Dramaworks has half a dozen drama projects on familiar themes - a haunted house, a space mission and gangs - “classics”, the authors tell us, which they have enjoyed repeating over the years and which, they suggest, are now so well run in that they may be used successfully with all ages and abilities from primary to post-graduate students. Form and content, one might say, coincide perfectly in this little volume with both the paper and the ideas 100 per cent recycled.
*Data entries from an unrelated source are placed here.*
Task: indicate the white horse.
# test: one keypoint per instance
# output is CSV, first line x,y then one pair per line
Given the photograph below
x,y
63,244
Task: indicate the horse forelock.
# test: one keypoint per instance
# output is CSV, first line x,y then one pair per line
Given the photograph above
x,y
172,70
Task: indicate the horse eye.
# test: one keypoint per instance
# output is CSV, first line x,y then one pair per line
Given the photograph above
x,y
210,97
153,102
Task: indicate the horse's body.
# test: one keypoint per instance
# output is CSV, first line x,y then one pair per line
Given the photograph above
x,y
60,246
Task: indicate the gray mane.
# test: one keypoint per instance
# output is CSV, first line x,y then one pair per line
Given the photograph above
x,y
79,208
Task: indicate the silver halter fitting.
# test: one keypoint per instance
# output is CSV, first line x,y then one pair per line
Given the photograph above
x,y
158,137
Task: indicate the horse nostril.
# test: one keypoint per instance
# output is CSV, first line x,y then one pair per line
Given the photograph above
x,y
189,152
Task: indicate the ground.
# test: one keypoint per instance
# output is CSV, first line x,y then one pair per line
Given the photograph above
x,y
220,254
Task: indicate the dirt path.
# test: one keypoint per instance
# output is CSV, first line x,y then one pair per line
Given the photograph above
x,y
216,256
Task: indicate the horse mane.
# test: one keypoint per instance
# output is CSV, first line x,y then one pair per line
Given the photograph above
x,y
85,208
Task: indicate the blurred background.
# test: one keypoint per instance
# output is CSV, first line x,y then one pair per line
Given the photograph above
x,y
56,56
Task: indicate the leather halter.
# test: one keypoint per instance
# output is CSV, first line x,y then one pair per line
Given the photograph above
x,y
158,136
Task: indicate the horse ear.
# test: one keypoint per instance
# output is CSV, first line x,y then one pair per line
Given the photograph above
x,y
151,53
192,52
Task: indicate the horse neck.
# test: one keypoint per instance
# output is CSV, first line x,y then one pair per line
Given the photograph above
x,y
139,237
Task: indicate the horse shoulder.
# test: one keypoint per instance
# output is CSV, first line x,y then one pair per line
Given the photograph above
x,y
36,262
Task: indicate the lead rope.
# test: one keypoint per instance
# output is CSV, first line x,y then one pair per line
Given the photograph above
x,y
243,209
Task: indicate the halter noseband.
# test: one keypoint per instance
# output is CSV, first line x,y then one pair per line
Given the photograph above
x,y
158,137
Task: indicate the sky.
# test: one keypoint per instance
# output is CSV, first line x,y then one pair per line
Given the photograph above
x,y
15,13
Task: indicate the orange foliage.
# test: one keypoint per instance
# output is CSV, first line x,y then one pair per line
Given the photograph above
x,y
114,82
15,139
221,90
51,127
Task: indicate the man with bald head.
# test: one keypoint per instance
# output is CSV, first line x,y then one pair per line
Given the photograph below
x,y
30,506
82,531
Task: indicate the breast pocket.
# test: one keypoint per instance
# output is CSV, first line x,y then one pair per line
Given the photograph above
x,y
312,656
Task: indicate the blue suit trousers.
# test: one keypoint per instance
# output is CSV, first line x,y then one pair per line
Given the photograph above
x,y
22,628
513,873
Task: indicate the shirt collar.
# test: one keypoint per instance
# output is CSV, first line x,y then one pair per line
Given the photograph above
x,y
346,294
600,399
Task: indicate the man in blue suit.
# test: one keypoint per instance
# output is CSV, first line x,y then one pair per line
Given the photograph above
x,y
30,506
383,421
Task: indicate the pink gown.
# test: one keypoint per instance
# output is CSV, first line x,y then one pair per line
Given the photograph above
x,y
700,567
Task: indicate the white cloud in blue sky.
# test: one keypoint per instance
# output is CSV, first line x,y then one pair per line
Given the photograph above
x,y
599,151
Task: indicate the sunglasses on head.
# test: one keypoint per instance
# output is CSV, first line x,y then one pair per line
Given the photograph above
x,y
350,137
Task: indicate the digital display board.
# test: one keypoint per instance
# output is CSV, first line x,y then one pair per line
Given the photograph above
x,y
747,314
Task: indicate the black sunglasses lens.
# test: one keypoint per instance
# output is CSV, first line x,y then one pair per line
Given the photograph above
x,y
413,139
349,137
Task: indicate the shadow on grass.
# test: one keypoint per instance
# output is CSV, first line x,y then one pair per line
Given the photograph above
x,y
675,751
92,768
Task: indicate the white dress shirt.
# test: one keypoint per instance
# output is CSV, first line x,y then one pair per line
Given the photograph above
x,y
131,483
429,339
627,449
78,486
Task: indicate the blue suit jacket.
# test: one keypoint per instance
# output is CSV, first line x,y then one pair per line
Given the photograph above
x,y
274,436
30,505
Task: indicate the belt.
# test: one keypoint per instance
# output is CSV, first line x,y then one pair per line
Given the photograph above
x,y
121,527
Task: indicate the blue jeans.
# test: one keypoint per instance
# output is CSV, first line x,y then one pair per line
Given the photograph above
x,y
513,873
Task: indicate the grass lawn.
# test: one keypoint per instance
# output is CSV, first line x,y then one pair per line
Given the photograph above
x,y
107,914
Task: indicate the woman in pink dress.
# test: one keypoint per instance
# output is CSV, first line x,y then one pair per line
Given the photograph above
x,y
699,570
The projects - or “pretexts” as Owens and Barber call them - are preceded by a mission statement, which, in the manner of such declarations, combines high-mindedness (“the human need to symbolise meaning”) and vacuous assertion (“the drama process can be empowering”) in equal measure. This is followed by back-of-the-packet instructions on how to perform drama-in-education tricks such as “speech bubbles”. Those in the know will recognise the jargon, but teachers not familiar with curiosities like “mantle of the expert” will find it hard going, especially when in one “pretext” the teacher is supposed to be “in role” as a porcupine.

It’s a bit pedestrian. The style is awkward, making the book a struggle to read, and one is left wondering what on earth these activities are for? Although Owens and Barber list what they call “possible learning areas” for each project, these turn out to be vague - “oppression”, “assertiveness”, and “revenge” - and there are no suggestions as to how pupils’ progression through the exercises that make up the “pretexts” might be assessed.

This task is not made easier by the authors’ failure to see any problem about giving the same tasks to Year 5 pupils as to students with Firsts in Theatre Arts. One awaits their next book, which promises to explain such matters, with interest.

Finally, it is extraordinary that a handbook for teachers can be published in England without reference to the national curriculum. Dramaworks seems to be trapped in a time warp, the “pretexts” hanging in educational limbo. I cannot imagine many teachers having the energy to struggle through the gobbledegook to reach them.